La grande question est de trouver un système de taxation qui n'entraîne pas de délocalisations.
Apparemment pour converger à 11 États membres sur cette question, il faut, dans un premier temps, s'en tenir à la seule taxation des actions. Les dérivés feraient l'objet d'une seconde législation. C'est une fois de plus la méthode des petits pas qui doit l'emporter. Alors que la Commission combinait le principe d'émission et celui de résidence, la France défend à ce jour le seul principe d'émission, c'est-à-dire la taxation des actions en fonction de la localisation du siège de la société émettrice. Naturellement les pays qui n'émettent pas s'y opposent encore.
Selon le principe d'émission, les instruments financiers émis dans les onze États participants seraient taxés chaque fois qu'ils sont négociés même si les parties ne sont pas établies dans la zone TTF. La France propose donc d'appliquer le principe d'émission pour déterminer l'assiette de la taxe et de partager ensuite le produit de la taxe entre les pays membres de la zone TTF.

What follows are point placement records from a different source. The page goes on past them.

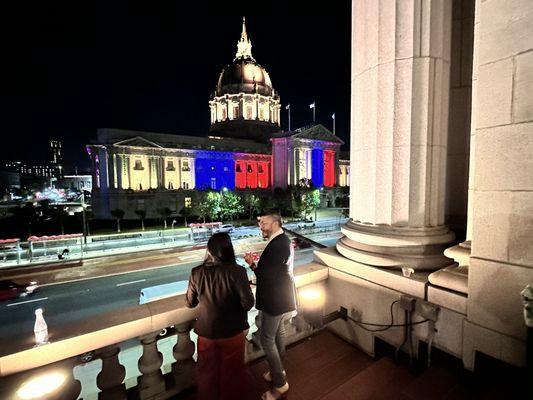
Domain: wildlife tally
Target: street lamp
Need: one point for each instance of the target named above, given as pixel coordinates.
(84, 217)
(173, 236)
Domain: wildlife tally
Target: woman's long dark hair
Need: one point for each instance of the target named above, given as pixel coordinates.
(220, 250)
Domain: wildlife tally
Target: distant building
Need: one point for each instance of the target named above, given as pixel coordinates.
(245, 150)
(56, 158)
(75, 182)
(41, 170)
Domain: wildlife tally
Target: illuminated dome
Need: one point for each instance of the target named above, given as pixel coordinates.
(244, 76)
(244, 103)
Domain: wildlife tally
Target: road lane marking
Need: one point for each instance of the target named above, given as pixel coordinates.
(27, 301)
(129, 283)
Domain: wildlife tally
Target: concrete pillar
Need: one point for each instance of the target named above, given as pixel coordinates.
(400, 88)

Les petits pays préfèrent le principe de résidence, car ils n'ont généralement pas d'activités financières importantes courant le risque d'être délocalisées. Mais le principe de résidence de la partie contractante a été considéré comme non compatible avec la législation de l'Union européenne parce qu'il entraîne l'extraterritorialité.

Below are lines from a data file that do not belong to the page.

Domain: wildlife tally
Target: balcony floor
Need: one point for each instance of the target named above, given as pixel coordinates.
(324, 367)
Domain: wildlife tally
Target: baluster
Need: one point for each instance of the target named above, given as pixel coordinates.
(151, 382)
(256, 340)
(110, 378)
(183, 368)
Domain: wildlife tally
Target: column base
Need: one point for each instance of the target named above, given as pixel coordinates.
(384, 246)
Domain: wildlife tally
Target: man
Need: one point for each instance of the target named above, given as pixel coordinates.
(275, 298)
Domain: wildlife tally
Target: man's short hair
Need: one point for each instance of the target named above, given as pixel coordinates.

Certains considèrent que nous nous orientons dans un premier temps vers une TTF a minima mais le projet ayant failli totalement échouer, la proposition française a le mérite de remettre le projet de TTF sur les rails. Aujourd'hui, la France et l'Allemagne se sont entendues pour faire un pas. On attend donc le nouveau texte qui serait élaboré en étroite collaboration par l'Autriche et la France, mais la Commission a demandé à être associée aux travaux de la coopération renforcée. Or on sait que la Commission ne partage pas l'intégralité de la position française. Une nouvelle année de négociation commencera fin avril quand le nouveau texte de base sera dévoilé.